I am trying to implement the range reduction operation for trigonometry. But instead I think it might be better to just perform a modulo pi/2 operation on incoming data. I was wondering what algorithms exist and are efficient for this operation for 32-bit IEEE 754 floating-point?
I have to implement this in assembly, so fmod, division, multiplication, etc. aren't available to me with just one instruction. My processor uses 16-bit words and I have implemented 32-bit floating point addition, subtraction, multiplication, division, square root, cosine, and sine. I just need range reduction (modulus) for inputting values to cosine and sine.
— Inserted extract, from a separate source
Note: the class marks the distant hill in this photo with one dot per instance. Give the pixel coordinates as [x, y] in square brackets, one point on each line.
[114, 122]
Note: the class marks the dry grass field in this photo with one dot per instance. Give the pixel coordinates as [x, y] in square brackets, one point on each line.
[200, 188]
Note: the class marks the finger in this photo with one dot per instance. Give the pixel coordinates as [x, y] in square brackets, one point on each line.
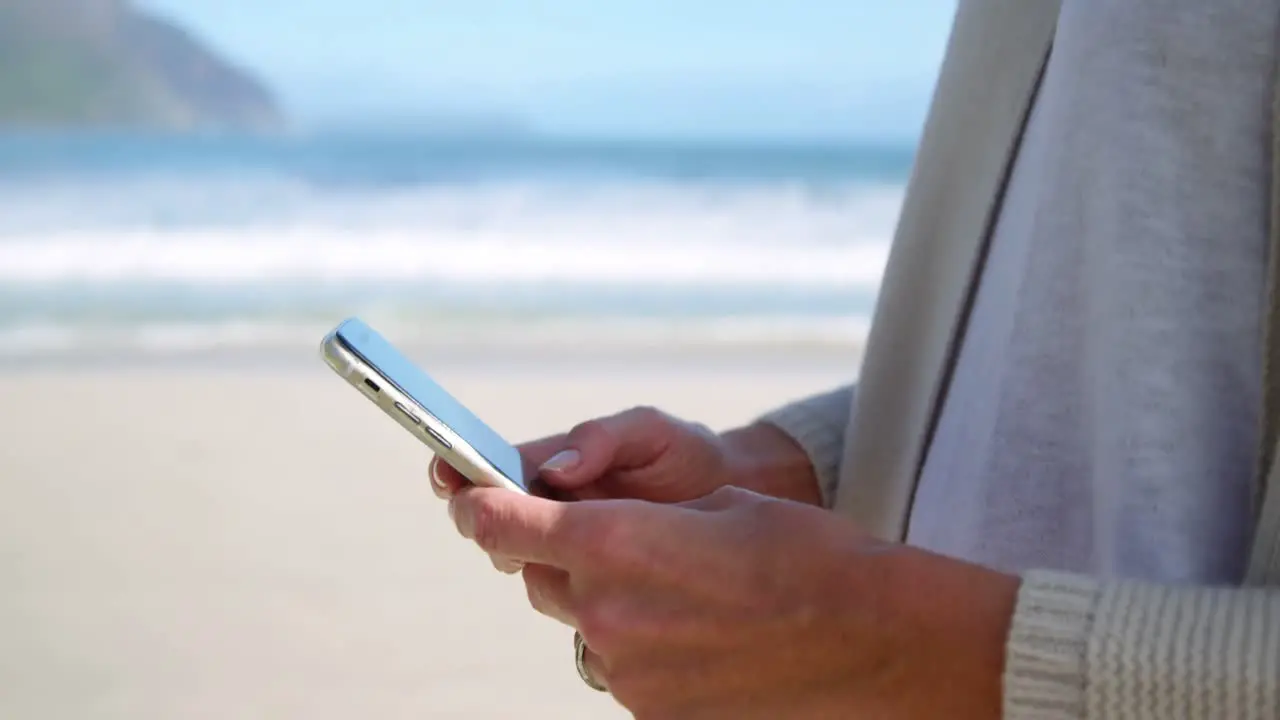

I think standard library's fmod()
will be the best choice in most cases. Here's a link to a discussion of several simple algorithms.
On my machine, fmod()
uses optimized inline assembly code (/usr/include/bits/mathinline.h
):
#if defined __FAST_MATH__ && !__GNUC_PREREQ (3, 5)
__inline_mathcodeNP2 (fmod, __x, __y, \
register long double __value; \
__asm __volatile__ \
("1: fprem\n\t" \
"fnstsw %%ax\n\t" \
"sahf\n\t" \
"jp 1b" \
: "=t" (__value) : "0" (__x), "u" (__y) : "ax", "cc"); \
return __value)
#endif
So it actually uses a dedicated CPU instruction (fprem) for the calculation.